Endocrine Abstracts

Hypothalamic neuropeptide PACAP is a potent endogenous stimulator of adenylate cyclase synthesis in gonadotrope cells. Previously we found that, in contrast to GnRH, also Cu–GnRH complex is able to induce cAMP/PKA pathway activity.

The aim of the study was to determine whether Cu–GnRH can act via GnRH-R and/or PAC-1 receptors to stimulate cAMP/PKA intracellular signaling. Moreover, we compared PACAP and Cu–GnRH ability to activate cGMP/PKG system in anterior pituitary cells.

5×105/ ml cells obtained from cycling female rats were preincubated for 72 h and then stimulated for 30 min, 1 and 3 h by 10⁻⁷ M of Cu–GnRH or PACAP. Peptides were also incubated with cells pretreated with 5× 10⁻⁷ M of specific receptor antagonists: PACAP 6–38 (for PAC-1 receptor) or antide (for GnRH receptor). Intracellular and extracellular cAMP, cGMP and LH medium concentration were measured by specific RIAs.

PACAP as well as Cu–GnRH activated cAMP synthesis although pattern of activation was different for both peptides. PACAP-induced increase in cAMP concentration was detected after 30 min, whereas Cu–GnRH -induced elevation required 1 h of incubation. In contrast to Cu–GnRH, PACAP-stimulated cAMP/PKA pathway activity remained time-dependent since an increase of cAMP concentration was found up to 3 h of incubation. cAMP synthesis was reduced when Cu–GnRH complex was incubated in the presence of PAC-1 receptor antagonist but was not changed in the presence of GnRH receptor antagonist. Obtained data also revealed that Cu–GnRH potently stimulated cGMP synthesis and inhibition of endogenous PKA activity resulted in an inhibition of cGMP production in anterior pituitary cells.

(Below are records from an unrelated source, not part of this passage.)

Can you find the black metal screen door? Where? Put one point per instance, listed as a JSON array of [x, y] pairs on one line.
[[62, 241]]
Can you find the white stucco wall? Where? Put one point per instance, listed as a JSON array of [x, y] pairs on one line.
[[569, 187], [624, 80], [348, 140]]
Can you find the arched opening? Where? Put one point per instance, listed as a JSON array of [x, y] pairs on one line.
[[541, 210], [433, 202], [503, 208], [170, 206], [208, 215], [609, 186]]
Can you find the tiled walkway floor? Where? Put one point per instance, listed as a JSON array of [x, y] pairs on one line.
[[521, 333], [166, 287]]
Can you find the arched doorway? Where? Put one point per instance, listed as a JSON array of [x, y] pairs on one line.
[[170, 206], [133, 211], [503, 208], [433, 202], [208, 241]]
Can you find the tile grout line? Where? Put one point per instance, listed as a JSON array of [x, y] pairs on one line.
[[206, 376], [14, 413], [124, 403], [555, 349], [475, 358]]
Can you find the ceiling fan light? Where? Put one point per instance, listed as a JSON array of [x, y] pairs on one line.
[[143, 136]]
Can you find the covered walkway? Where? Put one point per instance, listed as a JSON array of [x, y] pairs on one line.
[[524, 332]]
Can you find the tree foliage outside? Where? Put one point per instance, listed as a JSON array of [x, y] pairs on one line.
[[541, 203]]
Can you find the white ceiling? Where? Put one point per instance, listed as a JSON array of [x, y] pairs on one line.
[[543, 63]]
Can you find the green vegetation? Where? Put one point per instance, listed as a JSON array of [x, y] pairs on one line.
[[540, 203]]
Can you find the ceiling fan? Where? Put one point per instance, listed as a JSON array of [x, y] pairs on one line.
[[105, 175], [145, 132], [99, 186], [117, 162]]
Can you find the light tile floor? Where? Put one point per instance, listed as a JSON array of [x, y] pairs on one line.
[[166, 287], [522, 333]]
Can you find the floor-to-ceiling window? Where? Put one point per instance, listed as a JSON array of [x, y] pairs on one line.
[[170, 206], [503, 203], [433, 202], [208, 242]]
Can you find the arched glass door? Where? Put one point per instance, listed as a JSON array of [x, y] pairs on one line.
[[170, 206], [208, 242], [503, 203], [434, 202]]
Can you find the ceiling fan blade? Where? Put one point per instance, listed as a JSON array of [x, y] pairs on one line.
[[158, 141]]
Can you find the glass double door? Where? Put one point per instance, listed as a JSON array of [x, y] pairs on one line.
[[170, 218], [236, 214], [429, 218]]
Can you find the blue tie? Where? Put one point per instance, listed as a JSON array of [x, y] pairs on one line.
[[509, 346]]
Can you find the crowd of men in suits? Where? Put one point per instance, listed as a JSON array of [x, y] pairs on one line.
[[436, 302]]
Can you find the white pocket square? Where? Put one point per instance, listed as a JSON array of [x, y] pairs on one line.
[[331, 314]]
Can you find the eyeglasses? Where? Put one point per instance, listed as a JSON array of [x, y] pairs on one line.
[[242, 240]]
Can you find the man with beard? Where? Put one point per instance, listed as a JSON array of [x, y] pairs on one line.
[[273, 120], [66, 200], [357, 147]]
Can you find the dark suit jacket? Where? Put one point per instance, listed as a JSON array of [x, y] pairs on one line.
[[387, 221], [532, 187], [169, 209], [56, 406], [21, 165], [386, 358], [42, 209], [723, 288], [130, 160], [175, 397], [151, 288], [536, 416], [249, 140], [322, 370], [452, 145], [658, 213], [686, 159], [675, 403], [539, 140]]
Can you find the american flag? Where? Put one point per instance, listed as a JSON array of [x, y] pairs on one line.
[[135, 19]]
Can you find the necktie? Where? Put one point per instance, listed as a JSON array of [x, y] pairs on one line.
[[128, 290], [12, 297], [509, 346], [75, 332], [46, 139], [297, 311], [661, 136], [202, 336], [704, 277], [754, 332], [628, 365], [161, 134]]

In conclusion, results indicate that Cu–GnRH-induced cAMP/PKA pathway activation might occur, at least partially, through an involvement of specific PACAP receptor. Moreover, Cu–GnRH complex may induce a cross-talk between cAMP/PKA and cGMP/PKG pathways in anterior pituitary cells.

Declaration of interest: The authors declare that there is no conflict of interest that could be perceived as prejudicing the impartiality of the research project.

Funding: This work was supported, however funding details unavailable.